Morning smiles brighten work all day ... and vice versa
By Michael Kinsman
I stepped outside this morning to go to work and it was raining. The freeway was unusually jammed and motorists were displaying their most unpredictable and inflammatory traffic tricks.
Once I got to work, the phone messages were not good news. Worse news arrived in my e-mail.
And, I was late for a very busy day.
This is not the way anyone wants to start out a day. No one plans for days like this.
But they still happen and they affect us.
That's what intrigues researchers Nancy Rothbard, a management professor at the University of Pennsylvania's Wharton School, and Steffanie Wilk, a professor at Ohio State University.

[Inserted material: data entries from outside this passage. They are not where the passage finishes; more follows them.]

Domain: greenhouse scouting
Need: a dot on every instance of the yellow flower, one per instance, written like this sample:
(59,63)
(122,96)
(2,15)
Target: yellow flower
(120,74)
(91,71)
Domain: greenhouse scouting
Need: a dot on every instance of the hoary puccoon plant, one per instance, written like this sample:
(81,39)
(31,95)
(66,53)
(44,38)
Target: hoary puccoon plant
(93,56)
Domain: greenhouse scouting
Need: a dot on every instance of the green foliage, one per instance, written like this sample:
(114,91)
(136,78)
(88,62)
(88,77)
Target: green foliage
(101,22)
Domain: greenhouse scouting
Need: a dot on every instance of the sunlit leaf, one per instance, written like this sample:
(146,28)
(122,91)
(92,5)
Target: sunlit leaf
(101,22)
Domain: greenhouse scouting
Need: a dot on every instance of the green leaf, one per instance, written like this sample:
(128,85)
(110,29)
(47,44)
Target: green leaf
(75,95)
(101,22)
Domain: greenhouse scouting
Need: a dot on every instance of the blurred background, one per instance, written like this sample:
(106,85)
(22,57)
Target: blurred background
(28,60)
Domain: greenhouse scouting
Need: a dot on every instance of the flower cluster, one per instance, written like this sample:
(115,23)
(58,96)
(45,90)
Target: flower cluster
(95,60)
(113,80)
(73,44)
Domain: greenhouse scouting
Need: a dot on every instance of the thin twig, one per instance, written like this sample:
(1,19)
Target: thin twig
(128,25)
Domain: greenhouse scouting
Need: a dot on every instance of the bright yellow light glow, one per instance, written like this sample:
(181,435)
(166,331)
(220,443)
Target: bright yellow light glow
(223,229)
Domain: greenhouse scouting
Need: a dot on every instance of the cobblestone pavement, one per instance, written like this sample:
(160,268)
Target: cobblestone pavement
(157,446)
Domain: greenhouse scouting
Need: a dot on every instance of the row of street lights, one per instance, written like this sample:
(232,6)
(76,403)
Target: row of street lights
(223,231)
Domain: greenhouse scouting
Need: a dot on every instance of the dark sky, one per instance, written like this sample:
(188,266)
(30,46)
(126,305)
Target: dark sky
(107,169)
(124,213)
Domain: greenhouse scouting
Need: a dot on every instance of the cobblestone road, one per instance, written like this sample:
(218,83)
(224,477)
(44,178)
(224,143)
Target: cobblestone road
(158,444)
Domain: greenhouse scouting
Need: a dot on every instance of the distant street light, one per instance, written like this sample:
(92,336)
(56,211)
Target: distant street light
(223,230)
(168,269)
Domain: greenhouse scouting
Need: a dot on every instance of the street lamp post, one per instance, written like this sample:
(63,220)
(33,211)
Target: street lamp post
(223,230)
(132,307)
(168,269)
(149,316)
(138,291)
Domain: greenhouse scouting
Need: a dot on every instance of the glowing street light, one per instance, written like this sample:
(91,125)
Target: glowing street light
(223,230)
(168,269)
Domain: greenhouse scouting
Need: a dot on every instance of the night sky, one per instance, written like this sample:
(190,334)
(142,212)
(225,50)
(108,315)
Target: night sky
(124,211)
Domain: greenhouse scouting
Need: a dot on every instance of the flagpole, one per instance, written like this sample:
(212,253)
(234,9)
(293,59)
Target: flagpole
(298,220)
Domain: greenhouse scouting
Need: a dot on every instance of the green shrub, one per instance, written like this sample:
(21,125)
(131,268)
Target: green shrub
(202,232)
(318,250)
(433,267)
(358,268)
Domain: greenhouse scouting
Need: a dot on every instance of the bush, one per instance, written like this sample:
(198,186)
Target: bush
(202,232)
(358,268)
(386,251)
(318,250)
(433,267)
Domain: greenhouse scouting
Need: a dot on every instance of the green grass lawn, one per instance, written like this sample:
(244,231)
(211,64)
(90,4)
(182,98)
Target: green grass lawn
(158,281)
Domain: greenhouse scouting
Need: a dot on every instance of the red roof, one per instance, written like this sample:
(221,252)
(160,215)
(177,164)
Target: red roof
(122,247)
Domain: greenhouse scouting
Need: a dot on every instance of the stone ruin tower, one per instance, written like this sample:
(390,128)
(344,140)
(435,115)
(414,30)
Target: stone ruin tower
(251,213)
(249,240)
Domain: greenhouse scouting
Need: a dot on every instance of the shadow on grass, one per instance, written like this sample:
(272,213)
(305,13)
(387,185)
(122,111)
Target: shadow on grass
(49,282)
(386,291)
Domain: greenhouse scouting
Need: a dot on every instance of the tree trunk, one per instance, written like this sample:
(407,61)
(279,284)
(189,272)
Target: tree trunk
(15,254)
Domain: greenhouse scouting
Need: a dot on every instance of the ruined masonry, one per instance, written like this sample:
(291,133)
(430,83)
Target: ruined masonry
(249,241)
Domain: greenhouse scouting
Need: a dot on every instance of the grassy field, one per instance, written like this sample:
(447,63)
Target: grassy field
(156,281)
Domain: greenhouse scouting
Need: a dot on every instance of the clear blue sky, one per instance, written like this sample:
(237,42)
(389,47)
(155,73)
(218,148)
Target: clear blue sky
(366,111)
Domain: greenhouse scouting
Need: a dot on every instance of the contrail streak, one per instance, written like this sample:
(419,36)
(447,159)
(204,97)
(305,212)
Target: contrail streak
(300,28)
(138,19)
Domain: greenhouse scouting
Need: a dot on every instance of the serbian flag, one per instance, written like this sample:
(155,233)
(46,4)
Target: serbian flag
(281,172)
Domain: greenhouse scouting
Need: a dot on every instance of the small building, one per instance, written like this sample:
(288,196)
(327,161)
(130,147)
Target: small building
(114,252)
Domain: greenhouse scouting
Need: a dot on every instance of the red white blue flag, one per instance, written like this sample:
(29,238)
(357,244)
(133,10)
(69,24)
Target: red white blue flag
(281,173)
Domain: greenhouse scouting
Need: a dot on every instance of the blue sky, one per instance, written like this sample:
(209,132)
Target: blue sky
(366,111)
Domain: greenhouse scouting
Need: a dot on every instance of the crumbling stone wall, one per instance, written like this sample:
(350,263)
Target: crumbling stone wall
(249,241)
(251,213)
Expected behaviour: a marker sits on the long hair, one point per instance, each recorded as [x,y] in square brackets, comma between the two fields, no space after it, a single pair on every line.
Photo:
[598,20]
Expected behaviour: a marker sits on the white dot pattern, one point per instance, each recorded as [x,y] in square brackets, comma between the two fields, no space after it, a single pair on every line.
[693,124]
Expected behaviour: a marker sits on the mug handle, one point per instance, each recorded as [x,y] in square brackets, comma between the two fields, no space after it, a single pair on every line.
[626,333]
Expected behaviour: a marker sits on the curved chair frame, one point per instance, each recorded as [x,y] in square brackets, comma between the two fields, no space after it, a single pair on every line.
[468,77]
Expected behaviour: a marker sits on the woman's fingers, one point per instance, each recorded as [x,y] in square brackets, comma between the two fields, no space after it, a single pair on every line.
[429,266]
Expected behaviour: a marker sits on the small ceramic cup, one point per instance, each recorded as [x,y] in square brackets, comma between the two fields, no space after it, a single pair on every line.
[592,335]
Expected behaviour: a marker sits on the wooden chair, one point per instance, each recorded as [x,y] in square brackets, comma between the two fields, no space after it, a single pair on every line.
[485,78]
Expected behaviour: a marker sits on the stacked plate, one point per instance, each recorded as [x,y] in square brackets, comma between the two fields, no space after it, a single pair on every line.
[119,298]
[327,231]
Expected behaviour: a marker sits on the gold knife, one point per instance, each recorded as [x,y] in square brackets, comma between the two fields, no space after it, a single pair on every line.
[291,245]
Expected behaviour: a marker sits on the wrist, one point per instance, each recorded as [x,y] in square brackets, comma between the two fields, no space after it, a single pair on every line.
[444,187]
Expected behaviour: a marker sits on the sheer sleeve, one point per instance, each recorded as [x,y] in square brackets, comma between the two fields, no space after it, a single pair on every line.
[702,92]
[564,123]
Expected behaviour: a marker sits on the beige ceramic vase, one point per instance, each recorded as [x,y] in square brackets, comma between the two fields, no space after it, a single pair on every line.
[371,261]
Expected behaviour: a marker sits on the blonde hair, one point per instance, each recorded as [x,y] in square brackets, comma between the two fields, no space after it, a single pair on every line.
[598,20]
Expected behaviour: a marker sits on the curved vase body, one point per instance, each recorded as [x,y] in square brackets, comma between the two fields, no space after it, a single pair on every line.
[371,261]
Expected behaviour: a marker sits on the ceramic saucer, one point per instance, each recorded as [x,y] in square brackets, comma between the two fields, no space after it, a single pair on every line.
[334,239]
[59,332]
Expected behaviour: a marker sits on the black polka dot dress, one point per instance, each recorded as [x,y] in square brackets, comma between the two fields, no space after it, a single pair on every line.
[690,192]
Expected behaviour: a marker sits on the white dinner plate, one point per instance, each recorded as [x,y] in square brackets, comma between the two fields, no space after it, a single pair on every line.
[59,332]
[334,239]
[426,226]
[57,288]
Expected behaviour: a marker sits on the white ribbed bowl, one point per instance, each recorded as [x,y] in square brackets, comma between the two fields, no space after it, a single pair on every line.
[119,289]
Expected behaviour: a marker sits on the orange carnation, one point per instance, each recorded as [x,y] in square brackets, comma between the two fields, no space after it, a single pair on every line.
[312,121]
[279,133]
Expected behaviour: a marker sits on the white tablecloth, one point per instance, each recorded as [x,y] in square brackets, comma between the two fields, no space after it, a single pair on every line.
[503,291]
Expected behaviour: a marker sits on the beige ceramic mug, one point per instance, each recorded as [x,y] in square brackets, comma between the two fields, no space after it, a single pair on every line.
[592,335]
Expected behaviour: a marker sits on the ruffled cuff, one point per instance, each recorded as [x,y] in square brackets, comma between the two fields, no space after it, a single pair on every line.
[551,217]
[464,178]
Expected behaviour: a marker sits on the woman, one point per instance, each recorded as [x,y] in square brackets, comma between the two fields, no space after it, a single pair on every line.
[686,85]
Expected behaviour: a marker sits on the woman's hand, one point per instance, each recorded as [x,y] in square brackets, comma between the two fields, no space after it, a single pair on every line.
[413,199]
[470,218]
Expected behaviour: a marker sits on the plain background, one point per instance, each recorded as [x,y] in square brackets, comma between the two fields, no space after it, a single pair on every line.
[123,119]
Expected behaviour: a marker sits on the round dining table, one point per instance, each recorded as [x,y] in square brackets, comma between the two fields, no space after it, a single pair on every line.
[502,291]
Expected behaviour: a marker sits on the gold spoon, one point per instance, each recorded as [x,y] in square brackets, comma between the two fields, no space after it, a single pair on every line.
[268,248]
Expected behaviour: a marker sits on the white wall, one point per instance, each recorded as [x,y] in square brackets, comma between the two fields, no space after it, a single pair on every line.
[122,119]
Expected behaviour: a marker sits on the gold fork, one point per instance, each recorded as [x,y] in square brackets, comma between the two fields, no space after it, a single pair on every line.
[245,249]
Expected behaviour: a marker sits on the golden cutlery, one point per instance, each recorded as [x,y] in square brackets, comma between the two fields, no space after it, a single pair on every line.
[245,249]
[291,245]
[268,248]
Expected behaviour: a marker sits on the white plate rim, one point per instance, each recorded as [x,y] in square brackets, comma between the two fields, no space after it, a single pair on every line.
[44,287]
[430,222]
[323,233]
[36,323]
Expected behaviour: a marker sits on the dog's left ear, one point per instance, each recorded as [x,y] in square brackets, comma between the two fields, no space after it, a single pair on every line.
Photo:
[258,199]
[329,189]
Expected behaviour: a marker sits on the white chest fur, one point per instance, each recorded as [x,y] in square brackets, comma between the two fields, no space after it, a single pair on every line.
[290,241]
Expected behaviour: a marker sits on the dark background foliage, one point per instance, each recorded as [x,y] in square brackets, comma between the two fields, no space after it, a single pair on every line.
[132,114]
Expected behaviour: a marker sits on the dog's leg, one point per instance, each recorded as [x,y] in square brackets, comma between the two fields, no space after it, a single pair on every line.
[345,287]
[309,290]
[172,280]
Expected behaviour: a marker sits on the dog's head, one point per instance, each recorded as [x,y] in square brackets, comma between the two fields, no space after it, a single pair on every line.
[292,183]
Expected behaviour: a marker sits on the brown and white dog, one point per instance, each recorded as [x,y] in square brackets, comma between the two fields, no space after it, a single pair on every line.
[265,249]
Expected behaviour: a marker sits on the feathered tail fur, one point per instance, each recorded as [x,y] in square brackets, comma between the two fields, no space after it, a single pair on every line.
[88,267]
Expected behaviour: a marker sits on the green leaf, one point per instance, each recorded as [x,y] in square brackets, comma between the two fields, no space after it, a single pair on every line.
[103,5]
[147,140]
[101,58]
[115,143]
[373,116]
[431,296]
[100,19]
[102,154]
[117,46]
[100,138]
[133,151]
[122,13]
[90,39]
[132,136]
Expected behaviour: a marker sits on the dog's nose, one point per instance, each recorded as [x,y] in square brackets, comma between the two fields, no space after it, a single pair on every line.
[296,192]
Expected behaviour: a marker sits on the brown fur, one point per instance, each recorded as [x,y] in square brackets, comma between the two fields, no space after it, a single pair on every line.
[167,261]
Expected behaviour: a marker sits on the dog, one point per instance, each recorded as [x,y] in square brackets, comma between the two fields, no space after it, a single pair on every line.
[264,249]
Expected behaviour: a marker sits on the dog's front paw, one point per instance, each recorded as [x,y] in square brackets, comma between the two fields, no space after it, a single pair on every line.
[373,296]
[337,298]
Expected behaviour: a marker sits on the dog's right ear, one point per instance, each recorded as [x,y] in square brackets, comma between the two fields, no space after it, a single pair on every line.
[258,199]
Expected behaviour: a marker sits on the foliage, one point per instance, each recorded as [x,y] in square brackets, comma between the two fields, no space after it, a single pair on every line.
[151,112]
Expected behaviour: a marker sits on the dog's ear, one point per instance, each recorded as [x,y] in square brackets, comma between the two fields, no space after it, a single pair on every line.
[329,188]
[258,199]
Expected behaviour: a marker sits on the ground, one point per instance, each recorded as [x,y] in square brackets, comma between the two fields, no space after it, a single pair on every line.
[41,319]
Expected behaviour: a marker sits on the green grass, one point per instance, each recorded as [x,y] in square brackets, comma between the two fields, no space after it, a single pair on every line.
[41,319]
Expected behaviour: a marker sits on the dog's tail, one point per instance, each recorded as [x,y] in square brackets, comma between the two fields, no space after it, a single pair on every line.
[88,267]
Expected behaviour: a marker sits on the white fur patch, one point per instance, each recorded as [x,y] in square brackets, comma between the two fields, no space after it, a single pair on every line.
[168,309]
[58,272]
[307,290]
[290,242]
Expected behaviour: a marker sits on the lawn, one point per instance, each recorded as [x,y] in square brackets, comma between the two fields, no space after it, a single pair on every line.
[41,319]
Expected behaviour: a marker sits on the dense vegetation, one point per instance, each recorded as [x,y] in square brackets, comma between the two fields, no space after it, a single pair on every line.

"I'm interested in what people bring with them to organizations," says Rothbard. "In my experience, as in the experience of many others, people are not able to completely wall off and compartmentalize different parts of their lives. There is a spillover between the multiple roles that people inhabit."
This is an important point. In many ways, it's one that has been evolving through the years but has yet to really gain a strong foothold among workplace researchers and productivity experts.
It's almost like we're still living in the 1950s, when every worker (male worker, that is) was earnest and seemed able to leave things behind them at home (meaning that all their personal problems were dumped on their wife).
Obviously, the world has changed. Every one of us has personal issues that follow us through the door each day to the workplace and it's how we manage those issues that set us apart.
Rothbard and Wilk explored this issue in a study of employees at call centers operated by a large insurance company. Their study included customer service representatives, claims adjusters, supervisors and managers.
The two researchers found that workers who started the day in a good mood tended to stay that way, while workers who started the day in a bad mood also stayed that way.
When workers got calls from customers in good moods, their own moods seemed to improve. Yet when workers heard from customers in sour moods, it tended not to affect them much.
But the good-mood workers also showed other benefits. They tended to take fewer breaks that employees with bad moods and were less likely to turn over troublesome calls to supervisors.
They also found that workers in bad moods handled fewer calls.
"One of our findings shows that the mood people bring with them at the very start of the workday influenced employee mood more powerfully and consistently than any other variable," says Rothbard.
"People actually do a pretty good job of walling off the negatives. What's interesting for organizations to understand is that what people bring with them to work is not all bad for the organization, and in fact can be quite positive."
It also means that workplace supervisors need to be sensitive to the moods of employees who report to work. Teaching them skills to overcome personal issues by the time they start their work may mean for a more productive day ahead.